Canadian PoliticsCanada-USA

Regulations are boring, bone dry and tedious, right? Red tape–better to get rid of it! That is the type of message you are likely to start hearing, as the “Smart Regulation” agenda for Canada rolls out. It is sure to get some support from those of us who feel we are under siege from constant demands for more paperwork. But take a closer look. Is “Smart Regulation” really smart?

Regulations are the rules that we make, via various levels of government, that define the scope and conditions of legal behaviour for businesses and individuals. The ability to regulate is a fundamental aspect of sovereignty. Regulation is the mechanism that makes the policy rubber hit the reality road.

The business class in North America has been chafing under the “irritation” of Canadian regulations. Minor differences between U.S. and Canadian regulations are making it hard to do business, they say. In 2003, the federal government responded to their hurt by appointing the External Advisory Committee on Smart Regulation (EACSR) to come up with some recommendations about how the process of regulation and the type of regulations in Canada could be “improved.”

The EASCR, which included corporate directors from the petroleum, biotech, pharmaceutical, hydro, coal, agri-business, mining, security-intelligence and financial sectors, reported to the prime minister in September, 2004. Paul Martin affirmed his commitment to implementing its recommendations in his subsequent throne speech.

The EASCR articulated a vision that is quite alarming. Protection has a bit part in this vision, while the market is the superstar. The vision statement confuses the regulatory role creating boundaries and limits on companies’ behaviour with the commercial role of promoting economic expansion and trade. “Smart Regulation” is not about efficiency and streamlining government. Rather, it is an integral part of deep integration, the process that would merge the Canadian and American economies.

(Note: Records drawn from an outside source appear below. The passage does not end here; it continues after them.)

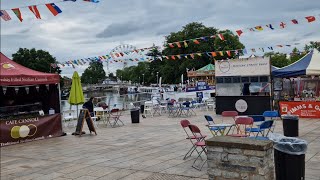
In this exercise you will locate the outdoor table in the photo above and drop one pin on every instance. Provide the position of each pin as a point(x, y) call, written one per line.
point(222, 128)
point(104, 113)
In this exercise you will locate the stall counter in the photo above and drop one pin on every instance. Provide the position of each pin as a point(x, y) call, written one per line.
point(304, 109)
point(24, 129)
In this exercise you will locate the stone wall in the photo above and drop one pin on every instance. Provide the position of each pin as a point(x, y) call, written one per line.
point(239, 158)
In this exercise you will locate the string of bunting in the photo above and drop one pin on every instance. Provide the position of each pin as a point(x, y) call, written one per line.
point(109, 59)
point(239, 32)
point(227, 53)
point(52, 7)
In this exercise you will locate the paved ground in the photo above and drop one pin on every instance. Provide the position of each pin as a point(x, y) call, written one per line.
point(152, 149)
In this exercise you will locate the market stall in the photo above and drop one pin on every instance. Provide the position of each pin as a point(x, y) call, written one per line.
point(243, 85)
point(29, 104)
point(297, 86)
point(201, 79)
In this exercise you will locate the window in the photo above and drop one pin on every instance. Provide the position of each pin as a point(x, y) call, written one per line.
point(228, 80)
point(219, 80)
point(254, 79)
point(236, 79)
point(244, 79)
point(264, 79)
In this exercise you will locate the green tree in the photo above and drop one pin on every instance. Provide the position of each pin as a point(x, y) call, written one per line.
point(38, 60)
point(94, 73)
point(172, 69)
point(295, 55)
point(112, 77)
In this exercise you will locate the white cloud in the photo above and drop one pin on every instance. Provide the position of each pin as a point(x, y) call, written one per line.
point(87, 29)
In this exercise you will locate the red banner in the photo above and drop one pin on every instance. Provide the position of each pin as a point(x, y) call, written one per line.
point(302, 109)
point(15, 131)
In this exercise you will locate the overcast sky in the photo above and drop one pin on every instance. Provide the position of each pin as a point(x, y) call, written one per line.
point(85, 29)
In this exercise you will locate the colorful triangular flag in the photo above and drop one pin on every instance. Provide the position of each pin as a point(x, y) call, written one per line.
point(17, 12)
point(35, 11)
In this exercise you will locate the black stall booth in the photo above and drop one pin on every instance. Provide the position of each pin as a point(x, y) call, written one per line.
point(29, 104)
point(243, 85)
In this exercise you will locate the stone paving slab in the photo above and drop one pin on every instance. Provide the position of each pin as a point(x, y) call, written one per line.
point(152, 149)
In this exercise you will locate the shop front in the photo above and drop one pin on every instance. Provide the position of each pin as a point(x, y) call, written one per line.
point(243, 85)
point(297, 87)
point(29, 104)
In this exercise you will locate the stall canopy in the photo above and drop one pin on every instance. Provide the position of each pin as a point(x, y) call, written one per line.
point(14, 74)
point(309, 65)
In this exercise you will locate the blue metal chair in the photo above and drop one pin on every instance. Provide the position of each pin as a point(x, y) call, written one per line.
point(263, 129)
point(214, 130)
point(271, 115)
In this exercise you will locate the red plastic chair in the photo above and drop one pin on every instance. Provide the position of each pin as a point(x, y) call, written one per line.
point(243, 127)
point(232, 114)
point(115, 115)
point(200, 143)
point(193, 139)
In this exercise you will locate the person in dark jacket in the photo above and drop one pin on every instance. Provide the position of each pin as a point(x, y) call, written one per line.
point(89, 105)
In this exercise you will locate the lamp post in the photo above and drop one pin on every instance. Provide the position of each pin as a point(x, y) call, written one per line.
point(143, 79)
point(157, 78)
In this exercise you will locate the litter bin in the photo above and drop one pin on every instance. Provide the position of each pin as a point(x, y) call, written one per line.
point(290, 125)
point(289, 157)
point(135, 115)
point(141, 108)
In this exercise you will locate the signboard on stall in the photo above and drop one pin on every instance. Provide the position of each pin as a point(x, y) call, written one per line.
point(243, 67)
point(302, 109)
point(15, 131)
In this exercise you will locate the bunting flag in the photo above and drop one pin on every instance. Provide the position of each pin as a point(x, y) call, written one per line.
point(239, 32)
point(214, 54)
point(282, 25)
point(196, 41)
point(310, 18)
point(4, 15)
point(185, 44)
point(55, 10)
point(221, 37)
point(259, 28)
point(35, 11)
point(17, 12)
point(270, 26)
point(294, 21)
point(178, 44)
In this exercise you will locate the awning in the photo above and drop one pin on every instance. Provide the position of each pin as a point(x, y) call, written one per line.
point(14, 74)
point(309, 65)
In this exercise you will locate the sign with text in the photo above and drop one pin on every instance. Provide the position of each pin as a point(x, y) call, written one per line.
point(302, 109)
point(21, 130)
point(243, 67)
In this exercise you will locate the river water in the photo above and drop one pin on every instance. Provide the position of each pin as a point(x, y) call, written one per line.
point(112, 99)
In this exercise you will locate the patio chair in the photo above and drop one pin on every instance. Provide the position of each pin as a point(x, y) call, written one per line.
point(68, 117)
point(185, 124)
point(214, 130)
point(185, 109)
point(243, 127)
point(199, 144)
point(264, 128)
point(271, 115)
point(115, 115)
point(148, 108)
point(210, 104)
point(231, 114)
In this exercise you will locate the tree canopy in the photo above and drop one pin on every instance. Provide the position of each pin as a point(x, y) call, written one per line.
point(171, 70)
point(94, 73)
point(38, 60)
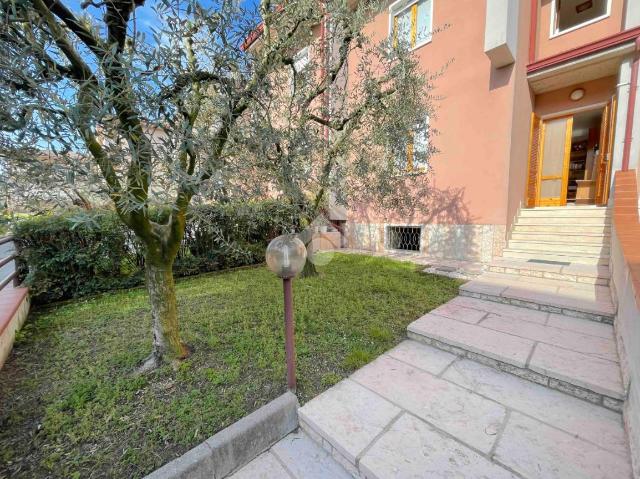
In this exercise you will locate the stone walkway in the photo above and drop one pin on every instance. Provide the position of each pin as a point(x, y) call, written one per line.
point(294, 457)
point(420, 412)
point(574, 355)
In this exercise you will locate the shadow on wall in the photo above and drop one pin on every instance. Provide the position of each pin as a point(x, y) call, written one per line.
point(447, 226)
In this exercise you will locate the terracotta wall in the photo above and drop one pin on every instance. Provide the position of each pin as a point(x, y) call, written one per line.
point(470, 174)
point(520, 122)
point(547, 46)
point(596, 91)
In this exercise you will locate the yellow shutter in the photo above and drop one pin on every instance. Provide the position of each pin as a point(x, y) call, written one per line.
point(414, 24)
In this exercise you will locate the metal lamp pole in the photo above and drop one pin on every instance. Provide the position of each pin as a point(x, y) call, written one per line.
point(289, 339)
point(286, 256)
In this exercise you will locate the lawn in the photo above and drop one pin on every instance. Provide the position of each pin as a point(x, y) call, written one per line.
point(71, 404)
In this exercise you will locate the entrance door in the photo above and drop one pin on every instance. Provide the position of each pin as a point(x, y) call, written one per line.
point(603, 160)
point(555, 151)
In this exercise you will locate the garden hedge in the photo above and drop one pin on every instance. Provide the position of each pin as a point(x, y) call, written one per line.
point(76, 254)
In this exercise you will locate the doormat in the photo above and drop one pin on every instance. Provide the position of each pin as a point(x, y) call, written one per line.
point(545, 261)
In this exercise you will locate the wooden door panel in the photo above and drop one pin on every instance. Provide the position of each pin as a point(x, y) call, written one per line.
point(554, 165)
point(534, 161)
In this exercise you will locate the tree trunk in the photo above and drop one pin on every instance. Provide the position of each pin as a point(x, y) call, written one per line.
point(167, 345)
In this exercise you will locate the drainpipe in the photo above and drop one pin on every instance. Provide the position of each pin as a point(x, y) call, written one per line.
point(631, 107)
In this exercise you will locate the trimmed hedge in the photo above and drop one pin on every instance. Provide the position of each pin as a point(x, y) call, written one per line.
point(71, 255)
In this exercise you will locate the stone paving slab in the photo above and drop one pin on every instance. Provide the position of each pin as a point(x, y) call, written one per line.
point(265, 466)
point(494, 344)
point(501, 309)
point(591, 328)
point(421, 356)
point(413, 449)
point(304, 459)
point(461, 313)
point(564, 338)
point(349, 416)
point(579, 297)
point(592, 423)
point(587, 371)
point(538, 451)
point(295, 456)
point(468, 417)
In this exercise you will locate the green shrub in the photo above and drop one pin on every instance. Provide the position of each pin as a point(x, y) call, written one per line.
point(77, 254)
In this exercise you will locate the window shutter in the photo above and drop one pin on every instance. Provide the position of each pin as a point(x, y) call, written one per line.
point(534, 161)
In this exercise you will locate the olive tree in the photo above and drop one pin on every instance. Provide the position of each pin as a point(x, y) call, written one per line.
point(168, 103)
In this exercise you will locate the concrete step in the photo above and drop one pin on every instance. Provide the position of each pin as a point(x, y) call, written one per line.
point(580, 300)
point(566, 212)
point(418, 411)
point(296, 455)
point(567, 238)
point(557, 245)
point(576, 356)
point(575, 272)
point(571, 229)
point(559, 257)
point(563, 220)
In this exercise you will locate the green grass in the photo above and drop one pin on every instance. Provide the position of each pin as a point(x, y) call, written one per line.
point(72, 406)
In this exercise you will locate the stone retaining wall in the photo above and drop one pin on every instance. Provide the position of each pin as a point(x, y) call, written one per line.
point(625, 288)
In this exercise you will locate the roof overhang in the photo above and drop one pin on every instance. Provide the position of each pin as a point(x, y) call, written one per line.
point(589, 62)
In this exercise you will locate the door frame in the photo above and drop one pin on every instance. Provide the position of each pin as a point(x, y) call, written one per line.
point(564, 177)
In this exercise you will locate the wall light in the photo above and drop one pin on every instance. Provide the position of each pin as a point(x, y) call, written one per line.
point(577, 94)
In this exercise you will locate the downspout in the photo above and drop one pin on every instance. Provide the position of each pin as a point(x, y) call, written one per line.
point(533, 31)
point(631, 107)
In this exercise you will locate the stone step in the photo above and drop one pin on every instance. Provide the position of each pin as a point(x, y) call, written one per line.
point(570, 229)
point(576, 356)
point(558, 257)
point(559, 246)
point(296, 455)
point(565, 212)
point(568, 238)
point(418, 411)
point(585, 301)
point(563, 220)
point(579, 273)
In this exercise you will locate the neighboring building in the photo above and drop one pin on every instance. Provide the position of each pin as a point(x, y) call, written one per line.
point(535, 112)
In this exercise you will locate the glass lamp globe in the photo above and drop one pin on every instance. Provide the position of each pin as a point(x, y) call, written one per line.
point(286, 256)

Because regulation is a widely ignored topic, far less exciting than kickback scandals or vote-of-confidence brinksmanship, deep-integration strategists understand that regulatory harmonization is easier to deal with politically than overt policy integration.

The North American Agricultural Market Integration Consortium outlines in its “Roadmap to Agricultural Policy Integration” that “systematically pursuing harmonization one step at a time has the basic advantages of preparing and levelling the agricultural infrastructure for change while allowing a gradual adjustment to the newly evolving economics of agriculture and food.” The same paper notes that “harmonization can be taken one step at a time. However, with each step a degree of national sovereignty is lost, which may be the greatest deterrent to harmonization.”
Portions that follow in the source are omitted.